Moody hues at Playboy Jazz Festival

30th anniversary fest set for this weekend





If jazz had a Mount Rushmore, James Moody's face would be right up there with Charlie Parker and Dizzy Gillespie.
Maybe the next best thing -- aside from his live performance Saturday at the Playboy Jazz Festival -- is YouTube, where you can catch the great saxophonist as a member of Dizzy's first big band, back in the 1940s.
"If I'd have known what it was, I probably would have fainted with all that stuff," Moody likes to say of his stint with the source of the 20th century's greatest musical revolution.
" 'Cause when I joined the band, (Thelonious) Monk was the piano player and Klook was the drummer -- Kenny Clarke -- and Bags (Milt Jackson) was there, too." Not to mention such original gangsters as Miles Davis, Ray Brown and John Lewis.

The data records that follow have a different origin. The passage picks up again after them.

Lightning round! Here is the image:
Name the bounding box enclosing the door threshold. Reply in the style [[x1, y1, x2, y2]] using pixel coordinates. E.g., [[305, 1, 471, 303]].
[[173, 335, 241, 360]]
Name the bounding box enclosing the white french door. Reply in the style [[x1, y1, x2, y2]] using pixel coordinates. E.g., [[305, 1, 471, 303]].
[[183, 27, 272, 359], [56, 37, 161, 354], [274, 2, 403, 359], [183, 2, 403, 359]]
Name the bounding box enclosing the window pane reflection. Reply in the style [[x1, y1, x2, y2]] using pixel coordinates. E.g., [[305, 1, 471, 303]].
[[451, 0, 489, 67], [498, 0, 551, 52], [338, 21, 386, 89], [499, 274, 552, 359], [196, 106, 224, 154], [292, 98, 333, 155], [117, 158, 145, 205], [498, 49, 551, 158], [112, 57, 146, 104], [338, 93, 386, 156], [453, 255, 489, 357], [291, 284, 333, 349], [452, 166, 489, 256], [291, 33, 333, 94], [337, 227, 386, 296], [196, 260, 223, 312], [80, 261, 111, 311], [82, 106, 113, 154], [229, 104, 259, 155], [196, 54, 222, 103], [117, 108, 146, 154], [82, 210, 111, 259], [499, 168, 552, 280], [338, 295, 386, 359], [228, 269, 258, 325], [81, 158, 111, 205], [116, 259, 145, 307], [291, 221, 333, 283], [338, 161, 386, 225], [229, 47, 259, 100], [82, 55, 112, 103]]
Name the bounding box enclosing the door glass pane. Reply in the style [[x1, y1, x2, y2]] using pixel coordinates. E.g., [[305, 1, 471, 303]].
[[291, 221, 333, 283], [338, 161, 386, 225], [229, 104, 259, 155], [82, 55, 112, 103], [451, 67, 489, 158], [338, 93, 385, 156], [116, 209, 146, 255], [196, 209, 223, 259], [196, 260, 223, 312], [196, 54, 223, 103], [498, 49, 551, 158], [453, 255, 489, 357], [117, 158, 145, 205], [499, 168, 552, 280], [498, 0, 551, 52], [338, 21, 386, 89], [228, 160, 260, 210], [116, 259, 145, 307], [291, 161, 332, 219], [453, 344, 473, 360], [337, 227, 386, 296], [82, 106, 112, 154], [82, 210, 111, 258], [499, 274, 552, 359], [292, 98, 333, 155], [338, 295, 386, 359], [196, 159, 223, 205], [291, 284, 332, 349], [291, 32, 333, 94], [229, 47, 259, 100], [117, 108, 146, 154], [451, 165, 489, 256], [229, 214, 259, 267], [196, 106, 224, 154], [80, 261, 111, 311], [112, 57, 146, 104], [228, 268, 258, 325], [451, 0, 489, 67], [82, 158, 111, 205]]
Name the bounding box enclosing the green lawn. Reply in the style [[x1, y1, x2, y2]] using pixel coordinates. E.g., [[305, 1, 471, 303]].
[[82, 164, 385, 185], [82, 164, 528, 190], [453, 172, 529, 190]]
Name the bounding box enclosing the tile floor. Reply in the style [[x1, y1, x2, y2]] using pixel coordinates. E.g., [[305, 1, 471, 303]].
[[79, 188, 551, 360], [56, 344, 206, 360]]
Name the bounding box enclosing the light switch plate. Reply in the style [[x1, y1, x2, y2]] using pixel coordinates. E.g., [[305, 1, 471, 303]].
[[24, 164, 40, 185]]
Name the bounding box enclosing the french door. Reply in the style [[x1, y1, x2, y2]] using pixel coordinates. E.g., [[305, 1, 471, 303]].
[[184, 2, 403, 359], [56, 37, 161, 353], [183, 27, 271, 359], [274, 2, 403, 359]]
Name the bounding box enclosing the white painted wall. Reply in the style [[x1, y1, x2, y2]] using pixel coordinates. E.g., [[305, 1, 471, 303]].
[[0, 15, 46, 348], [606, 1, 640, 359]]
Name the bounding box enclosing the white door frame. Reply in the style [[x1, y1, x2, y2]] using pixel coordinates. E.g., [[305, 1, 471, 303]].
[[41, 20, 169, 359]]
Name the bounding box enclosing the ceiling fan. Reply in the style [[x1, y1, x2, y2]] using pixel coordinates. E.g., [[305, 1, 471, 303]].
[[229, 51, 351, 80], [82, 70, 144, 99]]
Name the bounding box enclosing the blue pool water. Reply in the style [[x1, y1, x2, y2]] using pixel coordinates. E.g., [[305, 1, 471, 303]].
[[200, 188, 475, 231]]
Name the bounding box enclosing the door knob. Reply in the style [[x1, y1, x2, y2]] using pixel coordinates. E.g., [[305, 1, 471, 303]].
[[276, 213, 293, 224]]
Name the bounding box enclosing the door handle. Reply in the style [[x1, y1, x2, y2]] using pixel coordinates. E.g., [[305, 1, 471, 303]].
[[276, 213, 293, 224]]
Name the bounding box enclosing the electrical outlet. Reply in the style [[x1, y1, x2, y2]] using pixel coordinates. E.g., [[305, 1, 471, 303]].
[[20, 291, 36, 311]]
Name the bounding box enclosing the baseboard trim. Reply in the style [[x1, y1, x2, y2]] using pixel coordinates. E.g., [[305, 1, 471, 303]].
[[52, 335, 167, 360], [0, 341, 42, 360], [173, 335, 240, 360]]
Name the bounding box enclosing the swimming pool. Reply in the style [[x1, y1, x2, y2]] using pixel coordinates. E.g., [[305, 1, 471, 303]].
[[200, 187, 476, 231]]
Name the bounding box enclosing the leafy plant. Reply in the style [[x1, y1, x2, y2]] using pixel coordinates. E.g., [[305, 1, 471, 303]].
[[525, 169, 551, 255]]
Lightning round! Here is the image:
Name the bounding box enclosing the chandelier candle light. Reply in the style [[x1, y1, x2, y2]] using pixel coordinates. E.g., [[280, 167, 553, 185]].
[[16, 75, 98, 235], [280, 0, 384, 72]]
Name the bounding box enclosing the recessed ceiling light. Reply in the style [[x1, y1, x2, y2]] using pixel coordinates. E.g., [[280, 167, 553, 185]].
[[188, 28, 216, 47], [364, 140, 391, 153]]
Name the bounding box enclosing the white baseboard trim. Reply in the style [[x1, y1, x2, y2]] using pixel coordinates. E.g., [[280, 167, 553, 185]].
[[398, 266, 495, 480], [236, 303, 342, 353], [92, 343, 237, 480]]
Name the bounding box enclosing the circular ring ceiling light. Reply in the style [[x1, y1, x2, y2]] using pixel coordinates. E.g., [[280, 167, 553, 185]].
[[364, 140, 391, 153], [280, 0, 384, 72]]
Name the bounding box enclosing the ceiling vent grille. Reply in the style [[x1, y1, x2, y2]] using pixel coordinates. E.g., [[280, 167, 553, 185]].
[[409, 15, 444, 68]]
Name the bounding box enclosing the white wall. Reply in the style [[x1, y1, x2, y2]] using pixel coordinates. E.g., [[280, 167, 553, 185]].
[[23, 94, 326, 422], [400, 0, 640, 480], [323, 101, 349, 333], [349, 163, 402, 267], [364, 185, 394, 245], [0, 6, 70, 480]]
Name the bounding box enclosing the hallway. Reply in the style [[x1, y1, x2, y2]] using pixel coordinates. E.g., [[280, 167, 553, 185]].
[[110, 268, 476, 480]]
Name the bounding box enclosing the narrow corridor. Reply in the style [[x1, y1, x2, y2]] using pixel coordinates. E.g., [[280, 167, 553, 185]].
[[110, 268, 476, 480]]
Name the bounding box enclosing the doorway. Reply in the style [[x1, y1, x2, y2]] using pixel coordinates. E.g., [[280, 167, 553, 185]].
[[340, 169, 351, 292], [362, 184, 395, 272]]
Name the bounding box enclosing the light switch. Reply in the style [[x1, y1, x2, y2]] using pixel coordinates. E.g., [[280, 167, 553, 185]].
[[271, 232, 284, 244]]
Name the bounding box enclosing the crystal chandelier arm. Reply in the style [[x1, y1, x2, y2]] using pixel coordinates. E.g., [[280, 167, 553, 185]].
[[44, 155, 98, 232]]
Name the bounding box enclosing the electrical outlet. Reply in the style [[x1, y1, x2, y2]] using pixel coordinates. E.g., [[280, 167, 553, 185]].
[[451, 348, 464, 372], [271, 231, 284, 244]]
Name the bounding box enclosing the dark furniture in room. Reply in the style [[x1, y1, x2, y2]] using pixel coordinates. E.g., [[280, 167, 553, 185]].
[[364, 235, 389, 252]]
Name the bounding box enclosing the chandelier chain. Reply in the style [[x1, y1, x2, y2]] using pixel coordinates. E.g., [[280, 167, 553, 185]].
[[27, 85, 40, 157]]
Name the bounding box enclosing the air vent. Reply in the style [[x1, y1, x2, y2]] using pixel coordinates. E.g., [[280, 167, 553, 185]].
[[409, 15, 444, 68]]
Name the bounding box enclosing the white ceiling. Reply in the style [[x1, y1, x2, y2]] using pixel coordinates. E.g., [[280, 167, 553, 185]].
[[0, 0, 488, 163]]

Moody, 83, speaks today as he did when he was first recorded 60 years ago on the big band's "Emanon." This was not a health food store but a screaming blues track with breathtaking sarcastic breaks from Gillespie's horn, an inexorable groove from Ray Brown, the bassist, and a climactic passage reserved for Moody after Dizzy finishes.
Patrons of the 30th anniversary Playboy Jazz Festival will feel Moody's undiminished power when he appears with Roy Hargrove at the Hollywood Bowl. They can compare his live performance with the "Emanon" track, 99 cents on iTunes. The witty, emblematic opening; the bottomless resources; the unflagging swing; and the discreetly blasting climax -- his whole thing is there, and it has never run down.
On Saturday, Moody might favor MC Bill Cosby, his longtime friend, with a performance of the immortal "Moody's Mood for Love." He enthralled a Bowl audience last year when he and Roberta Gambarini combined the classic hit number with a deft comic routine.
Does he enjoy doing such things?
"Well, it depends," he said. "I enjoy playing music. I like to play music first, I mean that's what it is.
"I don't even like the comedy bit thing put in there because I'm really a musician. That's what I wanna do."
Does he feel that the long-popular number has overshadowed his other work?
"Well, I did that in 1949 in Stockholm, Sweden. That is when I did that." He would say no more on the topic.
So what would he and Hargrove play on Saturday?
"We'll play music," said the great James Moody, who is really a musician.